私は英語の問題を実際に出題した先生に、偶然お会いし話を聞いたことがある。どの問題が採用になったのかは教えてもらえなかったが、英語の問題らしい。入試業務については他言無用であるが、私が数学の学生だから、口が滑ったのかもしれない。その先生の話は以下のようなものだった。

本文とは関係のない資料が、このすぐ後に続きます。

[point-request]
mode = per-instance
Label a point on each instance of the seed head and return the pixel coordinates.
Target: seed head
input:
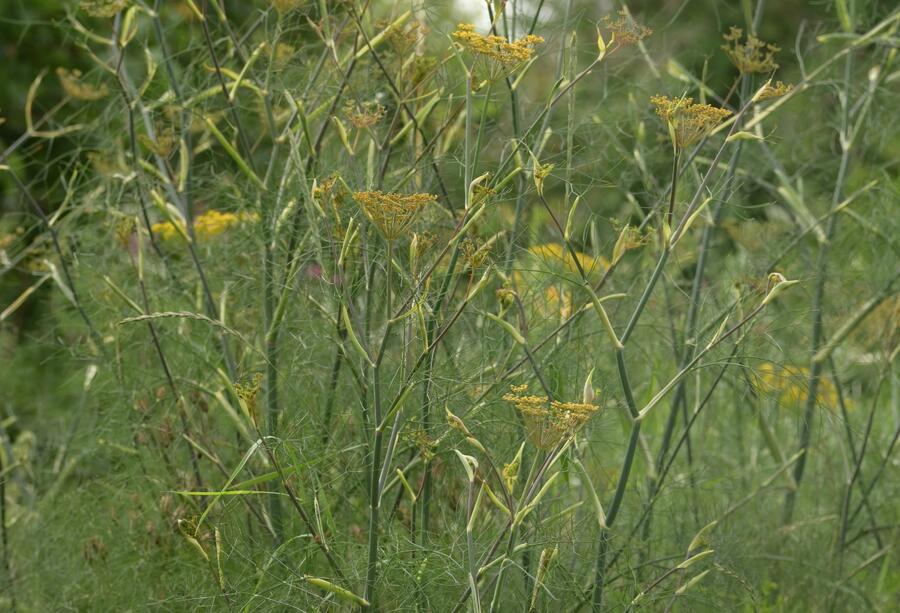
(209, 224)
(687, 121)
(549, 421)
(392, 213)
(71, 82)
(496, 48)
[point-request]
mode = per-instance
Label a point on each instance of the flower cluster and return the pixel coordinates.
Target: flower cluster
(364, 115)
(548, 421)
(752, 55)
(626, 30)
(103, 8)
(688, 122)
(557, 253)
(71, 82)
(775, 91)
(207, 225)
(496, 48)
(392, 213)
(789, 384)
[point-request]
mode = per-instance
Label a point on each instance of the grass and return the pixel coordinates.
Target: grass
(327, 306)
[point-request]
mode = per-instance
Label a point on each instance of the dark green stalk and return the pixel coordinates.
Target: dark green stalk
(821, 270)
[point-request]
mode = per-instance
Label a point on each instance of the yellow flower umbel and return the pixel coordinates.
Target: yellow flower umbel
(496, 48)
(775, 91)
(625, 29)
(207, 225)
(688, 122)
(752, 55)
(549, 421)
(789, 385)
(554, 254)
(392, 213)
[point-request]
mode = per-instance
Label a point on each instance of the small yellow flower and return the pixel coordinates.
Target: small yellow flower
(392, 213)
(752, 55)
(548, 422)
(775, 91)
(688, 122)
(790, 385)
(209, 224)
(364, 115)
(496, 48)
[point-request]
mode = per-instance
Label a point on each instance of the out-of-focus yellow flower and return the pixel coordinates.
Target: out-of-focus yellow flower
(73, 85)
(207, 225)
(625, 29)
(547, 421)
(103, 8)
(790, 385)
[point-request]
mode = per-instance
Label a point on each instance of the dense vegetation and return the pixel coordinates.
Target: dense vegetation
(402, 305)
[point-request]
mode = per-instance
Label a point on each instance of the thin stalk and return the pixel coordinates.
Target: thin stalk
(815, 367)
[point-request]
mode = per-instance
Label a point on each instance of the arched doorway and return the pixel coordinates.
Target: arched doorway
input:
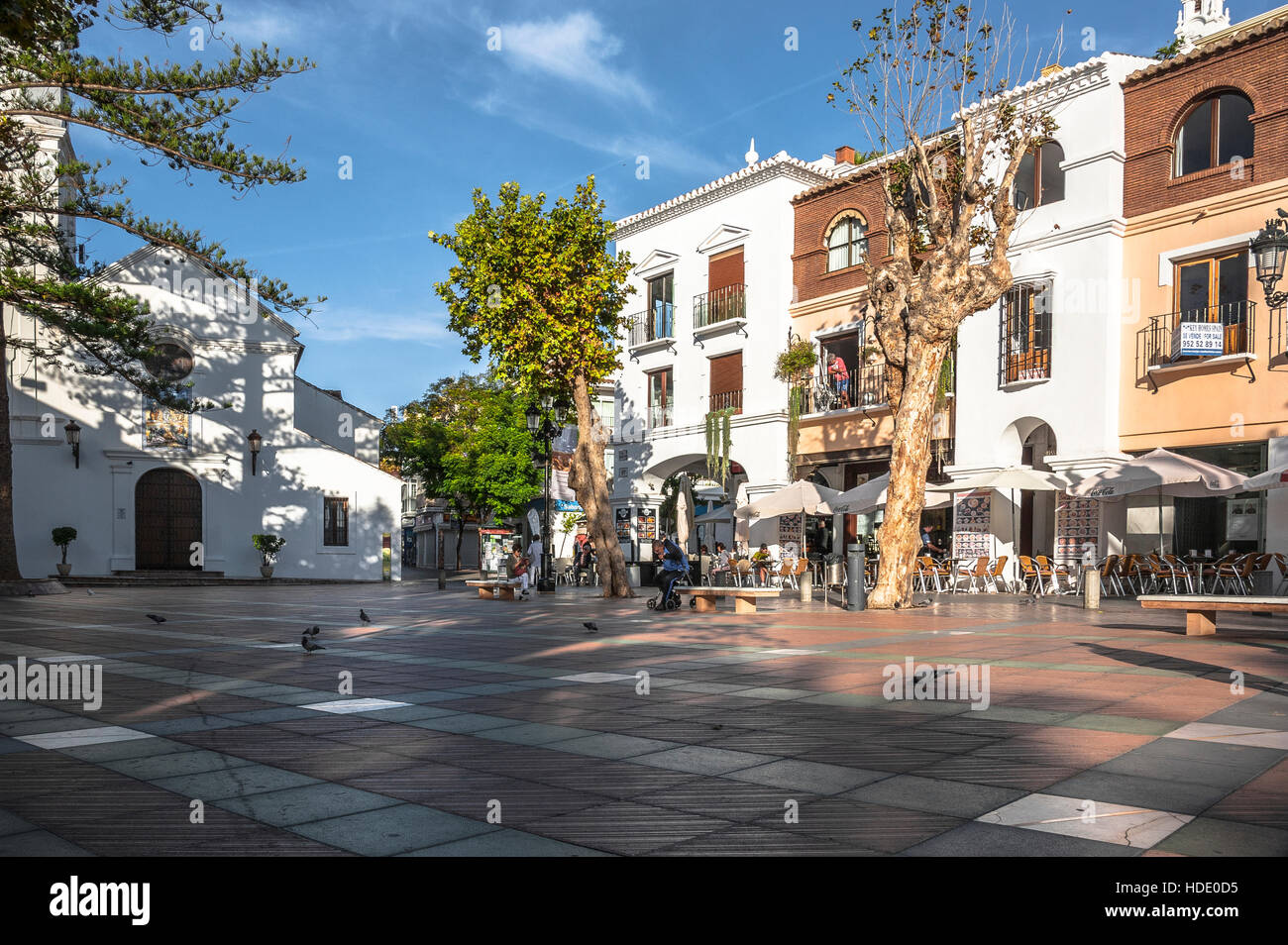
(166, 520)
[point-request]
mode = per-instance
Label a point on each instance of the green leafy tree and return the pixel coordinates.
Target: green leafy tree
(468, 441)
(540, 293)
(165, 114)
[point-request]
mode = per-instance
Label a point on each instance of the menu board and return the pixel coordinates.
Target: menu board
(973, 524)
(790, 528)
(1077, 528)
(645, 523)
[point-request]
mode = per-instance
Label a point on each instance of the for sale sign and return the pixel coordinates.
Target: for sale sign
(1198, 338)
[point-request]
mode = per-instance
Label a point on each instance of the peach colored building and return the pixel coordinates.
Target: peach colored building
(1203, 360)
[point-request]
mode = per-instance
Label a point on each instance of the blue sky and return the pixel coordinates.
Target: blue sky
(426, 112)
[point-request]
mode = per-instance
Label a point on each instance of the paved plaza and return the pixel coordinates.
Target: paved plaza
(481, 727)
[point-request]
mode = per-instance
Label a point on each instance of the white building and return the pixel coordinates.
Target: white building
(713, 279)
(1034, 378)
(160, 489)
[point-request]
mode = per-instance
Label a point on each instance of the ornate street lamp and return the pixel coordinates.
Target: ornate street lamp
(546, 429)
(1270, 250)
(256, 442)
(72, 432)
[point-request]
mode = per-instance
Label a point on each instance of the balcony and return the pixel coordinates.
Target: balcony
(724, 400)
(866, 387)
(1197, 338)
(1022, 366)
(661, 415)
(720, 309)
(652, 330)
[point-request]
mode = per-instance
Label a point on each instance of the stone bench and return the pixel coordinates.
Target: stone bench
(489, 589)
(1201, 608)
(743, 597)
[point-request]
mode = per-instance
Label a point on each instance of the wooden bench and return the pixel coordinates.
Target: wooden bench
(503, 589)
(743, 597)
(1201, 608)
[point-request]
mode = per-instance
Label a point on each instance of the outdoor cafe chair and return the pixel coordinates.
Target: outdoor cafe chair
(1138, 574)
(927, 574)
(786, 575)
(1236, 575)
(973, 575)
(802, 567)
(1052, 574)
(1170, 571)
(1030, 577)
(1212, 571)
(1109, 580)
(1283, 571)
(996, 575)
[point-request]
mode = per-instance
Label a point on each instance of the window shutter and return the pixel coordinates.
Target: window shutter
(724, 270)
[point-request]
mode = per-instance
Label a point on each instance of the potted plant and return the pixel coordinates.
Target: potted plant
(63, 537)
(268, 546)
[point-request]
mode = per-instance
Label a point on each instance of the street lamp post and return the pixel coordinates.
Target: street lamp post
(545, 422)
(1270, 250)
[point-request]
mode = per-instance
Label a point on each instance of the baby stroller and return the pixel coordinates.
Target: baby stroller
(673, 599)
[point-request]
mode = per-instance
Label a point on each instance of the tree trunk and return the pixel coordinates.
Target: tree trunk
(8, 545)
(589, 480)
(910, 461)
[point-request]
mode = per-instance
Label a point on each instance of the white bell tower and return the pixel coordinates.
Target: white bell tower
(1199, 18)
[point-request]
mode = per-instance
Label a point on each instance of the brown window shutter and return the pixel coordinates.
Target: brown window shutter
(725, 270)
(726, 381)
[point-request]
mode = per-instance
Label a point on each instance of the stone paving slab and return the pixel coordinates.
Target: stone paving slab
(483, 733)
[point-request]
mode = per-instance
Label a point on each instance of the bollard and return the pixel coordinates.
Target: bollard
(854, 566)
(1090, 587)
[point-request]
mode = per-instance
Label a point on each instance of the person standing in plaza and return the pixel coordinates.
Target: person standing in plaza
(533, 554)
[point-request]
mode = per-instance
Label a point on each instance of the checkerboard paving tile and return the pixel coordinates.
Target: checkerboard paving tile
(764, 734)
(348, 705)
(1233, 735)
(1133, 827)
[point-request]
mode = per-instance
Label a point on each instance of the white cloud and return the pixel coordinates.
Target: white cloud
(415, 327)
(576, 50)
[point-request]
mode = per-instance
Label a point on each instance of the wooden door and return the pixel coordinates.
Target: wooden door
(166, 520)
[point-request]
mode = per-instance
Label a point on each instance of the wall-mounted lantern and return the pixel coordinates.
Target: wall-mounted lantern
(72, 432)
(1269, 250)
(256, 442)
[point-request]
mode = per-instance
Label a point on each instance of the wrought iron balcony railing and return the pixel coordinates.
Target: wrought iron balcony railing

時間を使って、問題を作って作問委員会に持ち寄るという。そこで自分の作った問題が採用になってしまうと、曰く「地獄のような日々」を送ることになるそうだ。その問題の出題者として、ずっと作問委員会に残らねばならない。つまり duty が増える。そして、来る日も来る日も、なんと入学試験当日も、他の部局の教授たちが問題を解き続け、問題にミスがないか、解答が出るかを真剣に考察するという。そのプレッシャーたるや。採点や監督の方が楽だとはっきりおっしゃっていた。しかし、

それでもね、いい問題、出題したいじゃないですか。

とおっしゃっていた。誰がどの問題を出したかは、永遠にわからない。詠み人知らずの作品である。論文や研究発表と違って、自分に返ってくる利益は文字通り「ない」のである。しかしそれでも、いい問題を出したいとおっしゃり、たくさん苦労を引き受けてくださる。このような人たちの努力によって、東大の学部入試は成り立っているのだなと、東大入学後数年経ってようやくわかったのであった。きっとこの先生の出題した問題を解いて英語の勉強したかもしれない。そう思うと、つかの間の戯言とはいえ、先生へ感謝の言葉を述べられなかった自分を悔いている。

しかし、大学にいるのはこういう先生だけではないのである。

近くにいる先生の悪口になるようでいいたくないのだが、入学試験そのものに明らかに真剣ではない人もいる。具体例は次節で書く。

さてそういう人が、入試業務を担当すればどういうことになるだろうか。例えば試験監督だと、寝たり、内職をしたりする教員も出てくるだろう(というか、私は実際に目撃した)。受験生が問題を解いている場面で、万が一のことがないように、受験生の不利益にならないように細心の注意を払うべきなのに、それに逆行するような行動は、率直に言って怒りを覚える。例えば採点だと 9,000 枚もの答案を 3 回は採点することになるが(実際は少なくとも科類別に別れるからこれより枚数は少ないだろうが)、途中で嫌になるのではないだろうか。作問は比較的問題が起きにくいセクションのように思うが、熱量のない問題が万が一出題されるとどうなるだろうか。今回のようにミスがあるとそれこそ地獄である。そして、今回のような外部からの指摘は、ただの口うるさい雑音に聞こえてしまうのではないだろうか。